Security Note: The token should have minimal READ-ONLY permissions. Never grant write access for backup operations.

For public repositories only, the default GITHUB_TOKEN works automatically with no additional setup.

Backup Storage Structure#

Backups are stored in S3 with the following structure:

s3://bucket-name/
├── lecture-python/
│   ├── lecture-python-20251127.tar.gz
│   ├── lecture-python-20251120.tar.gz
│   └── lecture-python-20251113.tar.gz
└── QuantEcon.py/
    └── QuantEcon.py-20251127.tar.gz

Each backup is a complete git mirror including all branches, tags, and full commit history.

Restoring from Backup#

To restore a repository from backup:

# 1. Download the backup from S3
aws s3 cp s3://bucket-name/repo-name/repo-name-20251127.tar.gz .
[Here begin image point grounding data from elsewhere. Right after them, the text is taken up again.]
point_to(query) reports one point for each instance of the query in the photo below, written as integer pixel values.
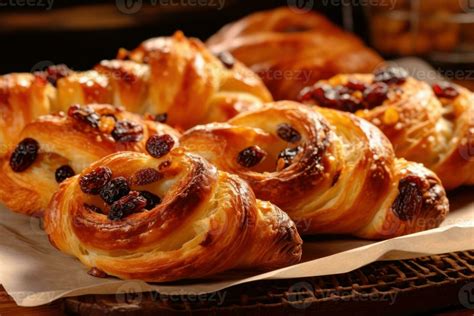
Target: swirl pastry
(332, 172)
(291, 49)
(432, 125)
(167, 218)
(55, 147)
(23, 98)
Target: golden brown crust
(435, 131)
(64, 140)
(344, 177)
(207, 222)
(291, 49)
(22, 99)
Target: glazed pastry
(174, 78)
(23, 97)
(291, 49)
(55, 147)
(431, 125)
(167, 218)
(331, 171)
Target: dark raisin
(288, 133)
(84, 114)
(391, 75)
(355, 85)
(94, 181)
(63, 172)
(93, 208)
(152, 200)
(158, 146)
(147, 176)
(24, 155)
(133, 202)
(54, 73)
(114, 190)
(162, 118)
(445, 90)
(251, 156)
(375, 95)
(226, 59)
(288, 155)
(409, 200)
(127, 131)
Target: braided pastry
(291, 49)
(55, 147)
(431, 125)
(330, 171)
(166, 219)
(22, 99)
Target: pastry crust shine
(208, 222)
(342, 177)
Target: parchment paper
(35, 273)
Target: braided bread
(332, 172)
(22, 99)
(291, 49)
(176, 217)
(55, 147)
(431, 125)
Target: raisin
(375, 94)
(127, 131)
(445, 90)
(130, 203)
(226, 59)
(409, 200)
(251, 156)
(94, 181)
(152, 200)
(93, 208)
(114, 190)
(288, 133)
(391, 75)
(63, 172)
(288, 155)
(53, 73)
(158, 146)
(147, 176)
(84, 114)
(24, 155)
(162, 118)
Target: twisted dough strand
(208, 222)
(339, 176)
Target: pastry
(291, 49)
(168, 217)
(331, 171)
(433, 125)
(55, 147)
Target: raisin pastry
(291, 49)
(331, 171)
(168, 217)
(172, 78)
(55, 147)
(23, 97)
(431, 125)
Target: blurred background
(81, 33)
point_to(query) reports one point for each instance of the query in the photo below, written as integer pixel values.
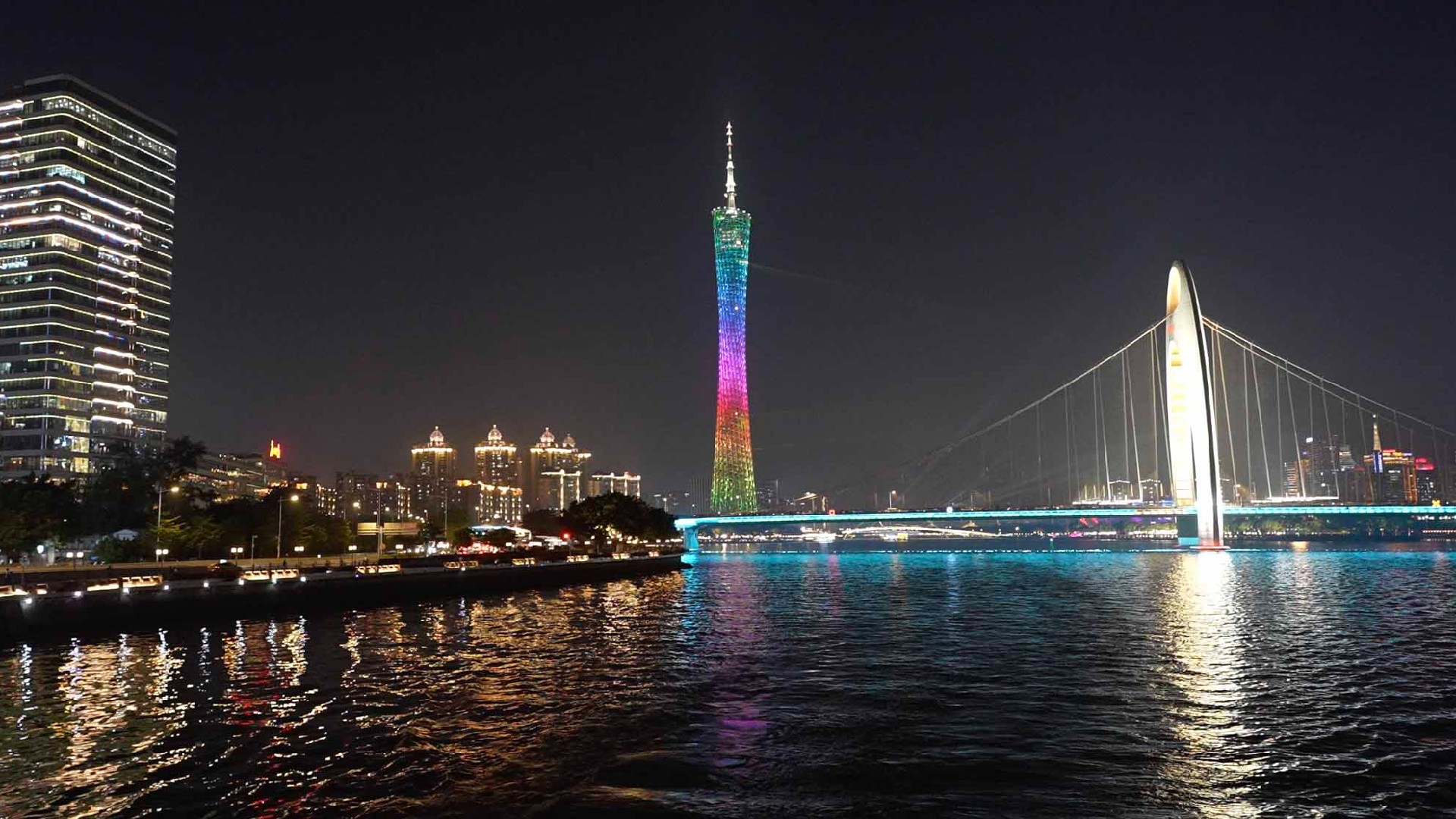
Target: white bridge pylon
(1191, 425)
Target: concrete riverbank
(147, 598)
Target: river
(1286, 681)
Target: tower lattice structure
(733, 490)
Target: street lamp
(174, 490)
(280, 522)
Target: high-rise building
(679, 502)
(733, 490)
(357, 488)
(495, 461)
(498, 504)
(555, 472)
(769, 497)
(607, 483)
(228, 477)
(395, 497)
(1427, 487)
(433, 468)
(86, 218)
(1321, 458)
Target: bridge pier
(1191, 426)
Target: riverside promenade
(139, 594)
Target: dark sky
(397, 221)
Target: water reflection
(1207, 637)
(795, 684)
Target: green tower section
(733, 490)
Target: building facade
(229, 477)
(86, 221)
(555, 472)
(498, 504)
(433, 468)
(495, 461)
(397, 497)
(609, 483)
(733, 490)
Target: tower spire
(731, 187)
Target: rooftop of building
(79, 86)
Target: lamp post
(174, 490)
(280, 522)
(354, 535)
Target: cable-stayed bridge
(1190, 425)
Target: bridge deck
(1046, 513)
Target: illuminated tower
(733, 490)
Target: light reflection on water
(835, 684)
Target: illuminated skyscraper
(495, 463)
(733, 491)
(433, 468)
(86, 197)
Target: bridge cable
(1066, 410)
(1293, 428)
(1248, 425)
(1228, 422)
(1264, 447)
(1138, 458)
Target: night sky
(397, 221)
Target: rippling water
(1128, 684)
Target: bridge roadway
(691, 525)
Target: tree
(34, 510)
(544, 522)
(171, 535)
(117, 550)
(615, 516)
(202, 537)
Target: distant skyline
(500, 218)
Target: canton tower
(733, 490)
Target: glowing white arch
(1191, 428)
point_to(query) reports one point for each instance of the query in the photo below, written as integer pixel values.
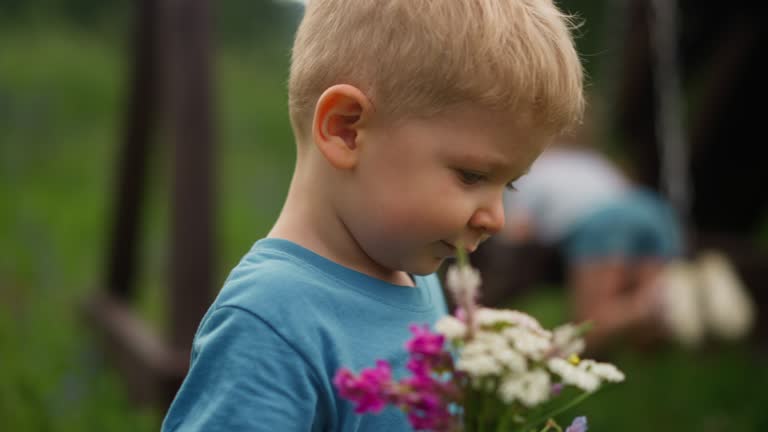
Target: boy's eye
(469, 177)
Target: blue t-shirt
(286, 320)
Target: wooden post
(189, 81)
(153, 366)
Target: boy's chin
(425, 267)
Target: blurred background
(144, 146)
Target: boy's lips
(453, 247)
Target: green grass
(61, 98)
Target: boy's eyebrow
(493, 163)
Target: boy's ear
(339, 114)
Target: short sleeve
(244, 377)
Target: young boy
(410, 118)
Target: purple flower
(369, 391)
(579, 425)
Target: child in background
(622, 246)
(411, 117)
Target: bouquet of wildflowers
(483, 370)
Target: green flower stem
(575, 401)
(461, 255)
(551, 425)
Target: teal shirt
(286, 320)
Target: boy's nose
(490, 218)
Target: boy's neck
(307, 220)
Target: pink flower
(370, 391)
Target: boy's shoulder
(269, 275)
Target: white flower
(530, 388)
(528, 343)
(489, 317)
(574, 375)
(511, 359)
(479, 366)
(474, 348)
(567, 341)
(451, 327)
(492, 340)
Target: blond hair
(420, 57)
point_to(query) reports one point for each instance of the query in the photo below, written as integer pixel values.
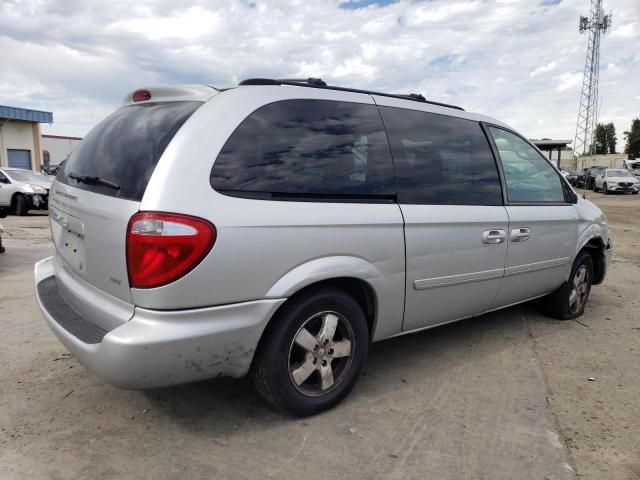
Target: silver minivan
(279, 227)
# 2. Extract the archive (contains a bare git mirror)
tar -xzf repo-name-20251127.tar.gz

# 3. Clone from the bare repo to create a working repository
git clone repo-name restored-repo

# 4. Verify the restoration
cd restored-repo
git branch -a   # View all branches
git tag         # View all tags

Manual Trigger#

The backup workflow can be triggered manually via GitHub Actions:

  1. Go to the workflow-backups Actions page

  2. Select the “Repository Backup” workflow

  3. Click “Run workflow”

More Information#

For detailed setup instructions and configuration options, see the workflow-backups README.